Either you buy a real tree, shelling out good money, and haul it home strapped to the top of your car. That can’t be good for the paint. Or if you have an SUV I suppose you can shove it in the back, then pick pine tar off everything else you put back there for the rest of the year. Once you get it home, you have to care for it by dumping water in its base every day, which isn’t easy given that the widest part is right above where the water goes and you risk getting poked at best and drizzled with sap at worst. That’s the tree’s revenge for chopping it down. To add insult to injury, the thing sheds all over your floor and the needles track everywhere. At the end of the month, you have to drag it outside on one specific day for the community trash service to haul off and mulch for the park. At least it gives back to the environment.

Conversely, you invest in a fake tree, which then you have to disassemble and store for eleven months out of the year. And most of these don’t fold up nice and tidy into a wee box. Ours gets unceremoniously stuffed into giant garbage bags, hauled downstairs, and thrown on top of the bins with the ornaments and other decorations. Once a year you haul it back up, assemble it, arrange it (scratching the hell out of your arms in the process), and endanger your life by climbing a ladder to drape lights on it. Unless you’re super lucky and you decide to strip the non-functioning pre-lit lights off first.

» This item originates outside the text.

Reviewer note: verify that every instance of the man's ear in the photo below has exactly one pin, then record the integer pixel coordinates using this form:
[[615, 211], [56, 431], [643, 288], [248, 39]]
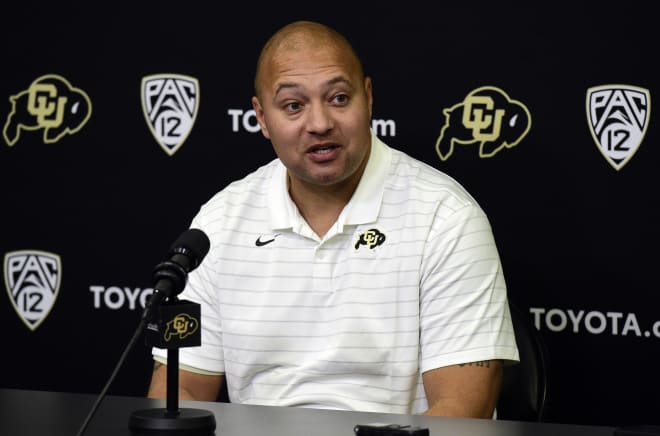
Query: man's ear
[[369, 90], [260, 116]]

This is the most inefficient decoration I can think of, either way you go about it. Can you tell where I am with the Christmas tree this year? I wonder if I will ever be able to look at it without profound hatred. It’s not looking good, tree.

However, or on the other hand, I am thrilled to say that for the most part, I am able to look at this blog with a feeling of pride and accomplishment. I wrote every day, even when I didn’t want to. I don’t know that I will continue to write here every single day, but I feel like I’m at least back in the habit of posting regularly. I say that now, and then tomorrow I’ll be too busy (or lazy, more like) and will use the fact that the month of posting is over as an excuse and then the same thing will happen the next day and then before I know it in January I’ll say, “Oh, crap. I haven’t posted in a long time.” So if I haven’t posted in a long time, please feel free to message me and tell me to get off my ass. Sometimes a girl needs a good kick in the pants. It should be about the time I’m taking the damn tree down and then you’ll get a play-by-play reckoning of how that goes. Given the start of the season, it should be a real hoot.

Of course, now that the damn tree is finished, at least with its illuminatory decorations, I don’t know what I’ll write about. It’s pretty sad when you get pissed that a Christmas tree has dominated your life only to discover that there wasn’t much there for it to beat out for your attention. Well, that thought is going to fester for a while.